How to integrate Active Directory with FreeBSD 10.0 using security/sssd?
What are the required steps to authenticate users from an Active Directory running on Windows Server 2012 R2 in FreeBSD 10.0 using sssd
with the AD backend with Kerberos TGT working?
Solution 1:
There are some tricky considerations to make everything works out-of-the-box. FreeBSD only supports sssd
version 1.9.6 at this moment.
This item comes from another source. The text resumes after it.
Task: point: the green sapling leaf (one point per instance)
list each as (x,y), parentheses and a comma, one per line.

So there's no support for Enterprise Principal Names.
If you have a domain with non matched UPNs it will fail to login, since the Kerberos authentication will fail during the process, even with FreeBSD supporting Enterprise Principal Names with Kerberos, the sssd
cannot handle this case.
So in actual version of sssd
you are limited to have the User Principal Name within the same Domain Name, for example:
Domain Name = example.com
NetBIOS Name = EXAMPLE
User Principal Name:
[email protected] sAMAccountName: username
Knowing this we can describe the steps to successfully authenticate users from AD in FreeBSD.
1. Configure Kerberos
Create the file /etc/krb5.conf
with the following content:
[libdefaults]
default_realm = EXAMPLE.COM
dns_lookup_realm = true
dns_lookup_kdc = true
ticket_lifetime = 24h
renew_lifetime = 7d
forwardable = yes
2. Install Samba 4.1 and configure it to join the Domain
Install Samba 4.1:
$ pkg install samba41
Create the file /usr/local/etc/smb4.conf
with the following content:
[global]
security = ads
realm = EXAMPLE.COM
workgroup = EXAMPLE
kerberos method = secrets and keytab
client signing = yes
client use spnego = yes
log file = /var/log/samba/%m.log
Ask for a Administrator Kerberos Ticket:
$ kinit Administrator
Then join the domain and create a keytab
$ net ads join createupn=host/[email protected] -k
$ net ads keytab create -k
3. Install the sssd package and Cyrus SASL with Kerberos support
Install required packages:
$ pkg install sssd cyrus-sasl-gssapi
Edit the file /usr/local/etc/sssd/sssd.conf
to match this settings:
[sssd]
config_file_version = 2
services = nss, pam
domains = example.com
[nss]
[pam]
[domain/example.com]
# Uncomment if you need offline logins
#cache_credentials = true
id_provider = ad
auth_provider = ad
access_provider = ad
chpass_provider = ad
# Comment out if the users have the shell and home dir set on the AD side
default_shell = /bin/tcsh
fallback_homedir = /home/%u
# Uncomment and adjust if the default principal SHORTNAME$@REALM is not available
#ldap_sasl_mech = GSSAPI
#ldap_sasl_authid = [email protected]
4. Add sssd support to nsswitch.conf
Edit the file /etc/nsswitch.conf
to match this settings:
group: files sss
passwd: files sss
5. Configure PAM to allow sssd authentication and handle home directory creation
Install optional packages for home directory creation:
$ pkg install pam_mkhomedir
Modify the necessary PAM
realms to match this settings:
auth sufficient /usr/local/lib/pam_sss.so
account required /usr/local/lib/pam_sss.so ignore_unknown_user
session required /usr/local/lib/pam_mkhomedir.so mode=0700
session optional /usr/local/lib/pam_sss.so
password sufficient /usr/local/lib/pam_sss.so use_authtok
6. Switch to SASL enabled OpenLDAP Client
$ pkg remove -f openldap-client
$ pkg install openldap-sasl-client
7. Finally confirm that's everything is working
$ getent passwd <username>
Solution 2:
Which Kerberos are you using here? The built-in one or security/krb5 from MIT?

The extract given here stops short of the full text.